アザゼルなるモノ



――氣の王、アザゼル。彼の者は遥か昔、1人の人間の女に恋をした。彼の者は己の世虚無界を捨て、物質界にて女と共に生きる事と決めた。刹那の命に幾度と無く添い続け、廻る輪の中幾度と無く魂を探し出した。笑うアザゼルはとあるように言っている。あの女のためならば同族殺しとて厭わぬ、と。

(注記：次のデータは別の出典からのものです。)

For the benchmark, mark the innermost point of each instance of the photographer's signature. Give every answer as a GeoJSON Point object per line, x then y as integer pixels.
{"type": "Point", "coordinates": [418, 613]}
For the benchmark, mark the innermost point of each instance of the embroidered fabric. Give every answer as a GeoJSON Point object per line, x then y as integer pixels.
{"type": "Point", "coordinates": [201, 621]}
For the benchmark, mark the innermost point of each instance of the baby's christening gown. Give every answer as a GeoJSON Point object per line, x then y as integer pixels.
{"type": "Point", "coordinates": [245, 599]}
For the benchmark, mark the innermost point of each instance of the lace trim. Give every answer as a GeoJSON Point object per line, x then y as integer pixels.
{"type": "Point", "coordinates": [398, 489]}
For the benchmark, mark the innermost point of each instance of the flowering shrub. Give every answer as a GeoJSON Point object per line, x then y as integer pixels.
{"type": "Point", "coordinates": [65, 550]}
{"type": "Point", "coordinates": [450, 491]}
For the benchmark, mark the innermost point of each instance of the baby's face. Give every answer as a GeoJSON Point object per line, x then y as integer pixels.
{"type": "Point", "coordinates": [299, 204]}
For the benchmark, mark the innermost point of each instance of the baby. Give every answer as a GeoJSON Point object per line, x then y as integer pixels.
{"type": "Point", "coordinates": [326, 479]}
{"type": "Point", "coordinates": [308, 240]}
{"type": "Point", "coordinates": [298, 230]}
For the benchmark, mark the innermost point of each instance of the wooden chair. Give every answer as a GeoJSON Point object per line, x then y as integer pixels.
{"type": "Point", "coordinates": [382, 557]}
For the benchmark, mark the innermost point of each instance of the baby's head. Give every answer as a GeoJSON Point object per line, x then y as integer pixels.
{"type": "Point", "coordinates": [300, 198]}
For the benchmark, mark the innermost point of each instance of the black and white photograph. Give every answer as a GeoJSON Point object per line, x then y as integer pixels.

『魂ってなァ、ひどく、強いもんなのさ。ひどく強くて、えらく輝きやがる。だから悪魔はそれに惹かれちまう。そうしてその魂に取り憑いた悪魔が、その魂の強さと輝きに負けて、その魂が器と共に在った頃の記憶に、感情に――やっぱり、そういうもんってぇのも強い訳だ。そういうのに、負けちまう。なァに、珍しい事じゃあねぇさ、むしろよく有るもんよ。悪魔は人間が思ってる程強い存在じゃあねぇからなぁ』


どの悪魔よりも魂に近い彼の男は笑う。愉しげに、嬉しげに、楽しげに。アザゼルはよく、その強さと輝きを知っていた。己が堕ちてしまう程なのだから。それは。